Tratamento farmacológico e não farmacológico

  • Analgésicos: AINEs em curto prazo para crises; avaliação de risco gastrointestinal e cardiovascular. Evitar uso crônico sem reavaliação.
  • Tratamentos hormonais: tentativa empírica de supressão estrogênica é razoável quando se suspeita endometriose (contraceptivos combinados contínuos, progestágenos, DIU liberador de levonorgestrel), avaliando contraindicações e plano reprodutivo.
  • Neuromoduladores: antidepressivos tricíclicos (p. ex. amitriptilina), duloxetina ou gabapentinoides para componente neuropático ou dor centralizada.
  • Fisioterapia pélvica: treino e relaxamento do assoalho pélvico, biofeedback e técnicas miofasciais são intervenções de primeira linha para disfunção muscular; encaminhe a fisioterapeuta pélvico com experiência.
  • Intervenções psicológicas: terapia cognitivo-comportamental, estratégias de controle de dor e abordagem de comorbidades psiquiátricas.

Estratégia de tentativa terapêutica

Iniciar medidas conservadoras e reavaliar em 6–12 semanas. Se houver melhora, manter e progredir com reabilitação; se não, escalonar ou encaminhar para especialista. Documente resposta e efeitos adversos.

Encaminhamentos: quem e quando

Critérios práticos para encaminhar:

  • Suspeita de endometriose profunda, massa pélvica, infertilidade concomitante ou dor incapacitante → encaminhar ao ginecologista com prioridade.
  • Sinais urinários predominantes (urgência, dor vesical crônica) sem melhora → considerar urologia e avaliação para cistite intersticial e manejo especializado.
  • Predominância intestinal ou sintomas que sugerem SII refratária → encaminhar a gastroenterologia.
  • Sinais de sensibilização central, falha de abordagens convencionais ou necessidade de intervenção multimodal → encaminhar para clínica de dor/crônica multidisciplinar e fisioterapia especializada.

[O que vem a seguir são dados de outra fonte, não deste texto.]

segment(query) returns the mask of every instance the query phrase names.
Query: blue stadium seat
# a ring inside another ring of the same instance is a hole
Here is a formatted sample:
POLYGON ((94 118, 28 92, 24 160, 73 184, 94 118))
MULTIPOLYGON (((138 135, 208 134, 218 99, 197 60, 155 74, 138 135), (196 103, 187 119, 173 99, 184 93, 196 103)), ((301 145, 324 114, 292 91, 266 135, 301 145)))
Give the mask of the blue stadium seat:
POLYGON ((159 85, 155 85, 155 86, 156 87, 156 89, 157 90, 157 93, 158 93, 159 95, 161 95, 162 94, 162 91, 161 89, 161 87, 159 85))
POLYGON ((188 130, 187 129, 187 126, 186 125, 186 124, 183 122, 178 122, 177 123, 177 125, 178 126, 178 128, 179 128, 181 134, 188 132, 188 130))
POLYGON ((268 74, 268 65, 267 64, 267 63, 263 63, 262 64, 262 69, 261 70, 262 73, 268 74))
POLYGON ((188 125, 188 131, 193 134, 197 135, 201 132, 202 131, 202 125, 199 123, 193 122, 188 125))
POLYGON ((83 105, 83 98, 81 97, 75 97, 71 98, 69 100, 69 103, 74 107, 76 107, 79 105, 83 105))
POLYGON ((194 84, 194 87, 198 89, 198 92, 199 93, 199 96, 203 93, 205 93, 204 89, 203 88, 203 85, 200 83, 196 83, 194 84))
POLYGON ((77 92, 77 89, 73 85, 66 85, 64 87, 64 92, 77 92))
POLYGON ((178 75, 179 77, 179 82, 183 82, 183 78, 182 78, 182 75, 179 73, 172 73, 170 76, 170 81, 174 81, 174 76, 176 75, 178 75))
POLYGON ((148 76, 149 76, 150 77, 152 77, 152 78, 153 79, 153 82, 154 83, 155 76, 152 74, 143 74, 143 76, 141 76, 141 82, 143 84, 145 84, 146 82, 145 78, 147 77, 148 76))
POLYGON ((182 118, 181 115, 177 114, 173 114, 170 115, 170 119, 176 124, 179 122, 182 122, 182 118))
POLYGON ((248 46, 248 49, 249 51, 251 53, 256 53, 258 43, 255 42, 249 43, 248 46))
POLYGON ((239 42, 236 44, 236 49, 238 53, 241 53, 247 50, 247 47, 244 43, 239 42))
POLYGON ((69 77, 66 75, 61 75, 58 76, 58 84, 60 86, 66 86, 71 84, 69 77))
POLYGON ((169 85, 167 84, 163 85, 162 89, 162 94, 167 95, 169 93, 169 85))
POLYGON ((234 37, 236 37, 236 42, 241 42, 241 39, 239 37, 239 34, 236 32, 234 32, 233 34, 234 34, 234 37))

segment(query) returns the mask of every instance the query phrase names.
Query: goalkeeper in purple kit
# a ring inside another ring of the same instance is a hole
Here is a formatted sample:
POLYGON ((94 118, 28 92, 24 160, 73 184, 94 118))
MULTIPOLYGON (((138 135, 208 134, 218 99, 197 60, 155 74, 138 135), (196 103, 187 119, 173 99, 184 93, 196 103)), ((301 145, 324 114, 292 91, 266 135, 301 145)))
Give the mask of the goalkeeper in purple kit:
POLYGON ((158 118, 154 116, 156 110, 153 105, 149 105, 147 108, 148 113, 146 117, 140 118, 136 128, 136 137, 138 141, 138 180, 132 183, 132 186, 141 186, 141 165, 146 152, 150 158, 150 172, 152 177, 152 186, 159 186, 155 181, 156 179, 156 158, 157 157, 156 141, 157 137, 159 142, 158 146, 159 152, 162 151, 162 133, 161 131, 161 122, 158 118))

Para apoiar fluxos locais e integração com reabilitação, consulte conteúdos sobre abordagem integrada da dor crônica e diretrizes de encaminhamento disponíveis no blog: veja material sobre abordagem integrada da dor crônica e qualidade de vida, protocolos de reabilitação multimodal e orientações específicas em dor pélvica crônica: avaliação e encaminhamento. Quando os sintomas urinários dominam, utilidade prática pode ser encontrada em guias sobre incontinência urinária feminina.

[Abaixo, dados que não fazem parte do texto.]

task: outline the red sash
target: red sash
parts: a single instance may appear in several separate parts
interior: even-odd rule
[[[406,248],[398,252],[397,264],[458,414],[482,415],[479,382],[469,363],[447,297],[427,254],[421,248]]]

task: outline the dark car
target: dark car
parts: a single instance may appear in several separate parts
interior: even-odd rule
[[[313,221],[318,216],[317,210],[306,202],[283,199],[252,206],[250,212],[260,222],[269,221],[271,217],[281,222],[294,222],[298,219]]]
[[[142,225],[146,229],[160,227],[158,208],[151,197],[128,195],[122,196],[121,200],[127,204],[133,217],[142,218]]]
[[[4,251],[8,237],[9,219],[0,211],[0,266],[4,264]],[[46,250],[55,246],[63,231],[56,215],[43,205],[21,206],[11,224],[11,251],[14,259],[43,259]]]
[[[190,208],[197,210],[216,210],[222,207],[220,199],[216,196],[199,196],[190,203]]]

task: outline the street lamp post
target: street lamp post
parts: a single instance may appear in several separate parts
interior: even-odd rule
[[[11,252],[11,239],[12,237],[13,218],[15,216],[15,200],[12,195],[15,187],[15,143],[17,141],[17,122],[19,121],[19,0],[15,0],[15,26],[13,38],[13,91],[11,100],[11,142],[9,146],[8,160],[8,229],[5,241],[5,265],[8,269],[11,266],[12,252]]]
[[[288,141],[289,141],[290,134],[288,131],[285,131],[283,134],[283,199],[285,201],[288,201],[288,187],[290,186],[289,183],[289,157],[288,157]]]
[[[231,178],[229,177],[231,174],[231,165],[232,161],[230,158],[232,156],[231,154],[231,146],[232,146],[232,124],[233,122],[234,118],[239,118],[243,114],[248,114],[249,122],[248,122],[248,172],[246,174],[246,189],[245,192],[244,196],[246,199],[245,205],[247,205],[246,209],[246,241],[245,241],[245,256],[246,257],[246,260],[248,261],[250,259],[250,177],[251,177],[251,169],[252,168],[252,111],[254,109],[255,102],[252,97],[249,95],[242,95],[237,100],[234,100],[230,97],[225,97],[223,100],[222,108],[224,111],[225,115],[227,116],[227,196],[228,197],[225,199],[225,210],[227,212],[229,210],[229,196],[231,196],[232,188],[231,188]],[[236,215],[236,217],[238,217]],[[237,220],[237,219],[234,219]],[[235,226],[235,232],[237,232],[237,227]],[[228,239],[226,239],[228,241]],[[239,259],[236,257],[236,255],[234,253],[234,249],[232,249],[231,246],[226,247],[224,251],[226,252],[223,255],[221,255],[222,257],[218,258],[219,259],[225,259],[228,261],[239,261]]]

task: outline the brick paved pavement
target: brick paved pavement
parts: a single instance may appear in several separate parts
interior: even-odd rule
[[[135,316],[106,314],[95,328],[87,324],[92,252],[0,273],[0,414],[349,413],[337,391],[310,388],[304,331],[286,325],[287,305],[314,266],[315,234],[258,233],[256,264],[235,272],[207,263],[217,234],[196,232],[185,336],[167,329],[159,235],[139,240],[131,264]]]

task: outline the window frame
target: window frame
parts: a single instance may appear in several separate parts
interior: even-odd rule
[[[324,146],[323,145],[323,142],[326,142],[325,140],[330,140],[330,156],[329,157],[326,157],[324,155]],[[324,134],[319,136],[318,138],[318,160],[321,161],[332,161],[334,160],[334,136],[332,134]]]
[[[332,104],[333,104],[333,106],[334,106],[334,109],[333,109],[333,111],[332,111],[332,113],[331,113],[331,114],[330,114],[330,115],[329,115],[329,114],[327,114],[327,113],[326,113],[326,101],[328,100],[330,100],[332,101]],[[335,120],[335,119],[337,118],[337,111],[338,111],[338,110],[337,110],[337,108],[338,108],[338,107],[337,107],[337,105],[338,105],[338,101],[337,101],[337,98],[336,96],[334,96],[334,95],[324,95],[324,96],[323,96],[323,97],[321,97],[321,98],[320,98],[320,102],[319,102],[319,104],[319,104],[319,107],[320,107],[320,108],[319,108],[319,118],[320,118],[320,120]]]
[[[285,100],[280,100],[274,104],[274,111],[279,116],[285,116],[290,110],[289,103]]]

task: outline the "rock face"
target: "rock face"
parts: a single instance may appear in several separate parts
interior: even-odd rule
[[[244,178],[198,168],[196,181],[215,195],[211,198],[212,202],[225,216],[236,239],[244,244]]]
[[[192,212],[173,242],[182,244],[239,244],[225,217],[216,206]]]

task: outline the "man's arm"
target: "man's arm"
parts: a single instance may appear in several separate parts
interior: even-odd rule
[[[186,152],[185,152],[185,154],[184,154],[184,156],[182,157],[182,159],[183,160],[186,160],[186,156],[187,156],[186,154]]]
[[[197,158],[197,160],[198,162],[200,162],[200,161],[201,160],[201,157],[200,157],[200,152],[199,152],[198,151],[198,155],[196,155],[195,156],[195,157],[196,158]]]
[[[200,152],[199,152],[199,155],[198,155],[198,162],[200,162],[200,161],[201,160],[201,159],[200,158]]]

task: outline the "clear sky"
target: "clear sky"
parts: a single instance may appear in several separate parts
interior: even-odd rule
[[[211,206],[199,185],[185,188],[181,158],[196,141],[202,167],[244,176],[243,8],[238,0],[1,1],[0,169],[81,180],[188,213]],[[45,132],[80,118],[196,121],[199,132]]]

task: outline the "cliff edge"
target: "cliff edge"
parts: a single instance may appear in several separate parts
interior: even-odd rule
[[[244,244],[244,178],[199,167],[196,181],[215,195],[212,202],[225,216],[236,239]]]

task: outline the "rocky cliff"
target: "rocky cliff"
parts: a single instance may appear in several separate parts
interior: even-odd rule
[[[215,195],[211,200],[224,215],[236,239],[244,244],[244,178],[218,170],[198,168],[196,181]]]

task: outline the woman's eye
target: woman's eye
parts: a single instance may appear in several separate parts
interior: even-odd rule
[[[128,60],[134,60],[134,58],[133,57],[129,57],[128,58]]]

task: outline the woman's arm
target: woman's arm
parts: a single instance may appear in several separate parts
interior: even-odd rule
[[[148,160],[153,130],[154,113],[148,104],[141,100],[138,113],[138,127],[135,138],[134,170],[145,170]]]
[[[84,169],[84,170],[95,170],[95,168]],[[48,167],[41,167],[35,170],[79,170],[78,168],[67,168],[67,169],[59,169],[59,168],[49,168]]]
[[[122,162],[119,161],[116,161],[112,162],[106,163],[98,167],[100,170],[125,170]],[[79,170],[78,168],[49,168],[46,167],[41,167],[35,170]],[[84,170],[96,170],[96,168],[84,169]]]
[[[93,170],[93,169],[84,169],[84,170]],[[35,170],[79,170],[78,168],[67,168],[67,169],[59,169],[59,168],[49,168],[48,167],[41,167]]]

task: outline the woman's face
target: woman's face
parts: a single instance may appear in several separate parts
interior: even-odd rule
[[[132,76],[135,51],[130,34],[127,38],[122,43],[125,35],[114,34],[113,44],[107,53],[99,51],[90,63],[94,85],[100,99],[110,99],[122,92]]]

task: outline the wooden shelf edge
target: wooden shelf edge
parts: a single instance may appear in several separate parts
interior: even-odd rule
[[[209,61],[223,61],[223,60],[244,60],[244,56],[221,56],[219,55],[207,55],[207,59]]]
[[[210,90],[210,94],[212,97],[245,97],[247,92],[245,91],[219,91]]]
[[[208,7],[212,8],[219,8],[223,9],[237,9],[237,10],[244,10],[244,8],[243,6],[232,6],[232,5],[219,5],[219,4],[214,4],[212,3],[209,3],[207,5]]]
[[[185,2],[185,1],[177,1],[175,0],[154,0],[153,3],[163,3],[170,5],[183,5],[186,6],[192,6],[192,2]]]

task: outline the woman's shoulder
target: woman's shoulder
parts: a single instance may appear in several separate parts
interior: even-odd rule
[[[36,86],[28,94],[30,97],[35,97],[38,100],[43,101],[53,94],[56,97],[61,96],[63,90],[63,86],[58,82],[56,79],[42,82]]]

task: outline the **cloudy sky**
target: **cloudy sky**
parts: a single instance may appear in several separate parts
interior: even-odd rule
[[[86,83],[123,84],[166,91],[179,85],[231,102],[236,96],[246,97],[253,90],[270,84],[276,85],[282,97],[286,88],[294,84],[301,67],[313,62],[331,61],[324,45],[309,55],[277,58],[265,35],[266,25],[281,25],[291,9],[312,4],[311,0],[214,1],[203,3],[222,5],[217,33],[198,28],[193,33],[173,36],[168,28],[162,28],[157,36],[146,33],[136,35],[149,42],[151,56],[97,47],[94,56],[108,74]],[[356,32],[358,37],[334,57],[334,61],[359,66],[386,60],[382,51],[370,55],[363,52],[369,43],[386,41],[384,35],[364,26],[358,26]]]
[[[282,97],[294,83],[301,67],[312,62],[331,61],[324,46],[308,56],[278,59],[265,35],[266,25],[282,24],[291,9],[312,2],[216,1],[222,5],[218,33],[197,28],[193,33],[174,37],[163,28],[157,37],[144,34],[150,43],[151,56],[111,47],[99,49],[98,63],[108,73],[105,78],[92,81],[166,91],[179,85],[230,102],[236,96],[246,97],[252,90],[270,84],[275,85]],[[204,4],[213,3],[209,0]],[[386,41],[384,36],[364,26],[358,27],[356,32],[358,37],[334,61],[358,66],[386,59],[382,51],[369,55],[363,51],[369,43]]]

Indicações cirúrgicas e expectativas

A cirurgia (laparoscopia com ressecção de lesões endometrióticas, video-laparoscopia para liberação de aderências ou tratamento de miomas) é indicada quando há correlação anatômica clara com dor, falha do manejo conservador e quando benefícios superam riscos. Explique à paciente que a dor pode ter componentes múltiplos e que a cirurgia pode não resolver completamente a dor se houver sensibilização central ou comorbidades não resolvidas.

Mensuração do impacto e acompanhamento

Use escalas validadas (EVA, questionários de qualidade de vida, inventários para disfunção do assoalho pélvico) para monitorizar resposta. Reavalie periodicamente o plano terapêutico e coordene encaminhamentos interdisciplinares para otimizar funcionalidade e bem-estar.

Fechamento e orientações práticas

Na prática clínica: 1) realize anamnese e exame direcionados; 2) inicie medidas conservadoras (analgésicos judiciosos, tentativa hormonal quando indicada, fisioterapia pélvica); 3) encaminhe precocemente quando houver suspeita de endometriose profunda, sintomas urológicos predominantes como cistite intersticial ou falha terapêutica; 4) utilize abordagem multidisciplinar com fisioterapeutas, psicólogos e serviços de dor. Para leitura complementar sobre epidemiologia e diretrizes, consulte a revisão na enciclopédia médica, as recomendações de sociedades como a FEBRASGO e materiais acadêmicos disponíveis no repositório da USP.

Palavras-chave aplicadas no texto: endometriose, cistite intersticial, fisioterapia pélvica, síndrome do intestino irritável, abordagem multidisciplinar.